Heneghan is among the growing number of doctors, regulators and device makers calling for changes to the European system which depend on private reviewers hired by manufacturers to approve products, and the European Commission is expected to recommend changes by June of this year.
The PIP breast implant scandal is an inevitable result” of regulators’ “paralysis and inability to correct the failings of a flawed system,” said Richard Horton, the editor of The Lancet journal in an editorial released Wednesday. European approval “does not guarantee safety.”
U.S. device makers have long complained about slow reviews as well as inconsistent standards at the Food and Drug Administration. However, the FDA was recently reproached after some high-profile recalls it cleared for sale like the failure-prone Johnson & Johnson hip implants and Medtronic defibrillators that were likely to have lead fractures.
Last year industry supporters cited the EU as a better model, and said that the speedier review process was taking American jobs with them. In 2010, a Stanford University survey of manufacturers found complex devices reach the EU two years faster on average.
More than a dozen bills have been introduced to modify FDA rules.
“You can carry this business of safety to a ridiculous level,” said Representative Phil Gingrey, a Georgia Republican who sponsored one of the proposals said to Bloomberg “We’ve got to be responsible and safe, but we’ve got to understand that you can completely price these innovators out of the market.”
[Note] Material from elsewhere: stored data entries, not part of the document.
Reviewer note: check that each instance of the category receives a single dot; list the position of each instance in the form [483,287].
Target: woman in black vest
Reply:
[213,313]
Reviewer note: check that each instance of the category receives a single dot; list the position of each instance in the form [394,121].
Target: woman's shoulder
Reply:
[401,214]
However, challengers of the European system said that regulatory authorizes have no control over how devices are actually made, and relied on “design specifications” to render approval decisions.
Patient safety expert Brian Toft said in a meeting with U.K. health minister Simon Burns in September 2011 that the CE Mark pathway was "a smokescreen for faulty and dangerous devices that place patients at risk."
Doctors at the European Society of Cardiology meeting in Paris last August said the European regulatory pathway was too lax when reviewing potentially dangerous products and said that the pathway uses the same procedures to review pacemakers as they do electric toasters.
"Where there have been isolated instances of devices that were associated with complications, those have disproportionately occurred in countries that have earlier approval – and that tends to be Europe," Cardiff University cardiologist Dr. Alan Fraser, who led a E.U. regulatory review panel at the ESC meeting, told reporters at the time.
“People expect to know about the products that are being put in their bodies,” John Brennan, regulatory-affairs director at device industry trade group Eucomed based in Brussels, said to Bloomberg. “We should have the equivalent transparency as the U.S.”
“The answer at the end of the day isn’t to scrap the U.S. standard of safety and effectiveness,” Jeffrey Shuren, director of the agency’s device-review center said to Bloomberg in response to an industry-sponsored study by the Boston Consulting Group that found little difference in the number or severity of recalls in both the U.S. and EU systems. “The answer is to keep the U.S. standard but let us do our job to improve the program.”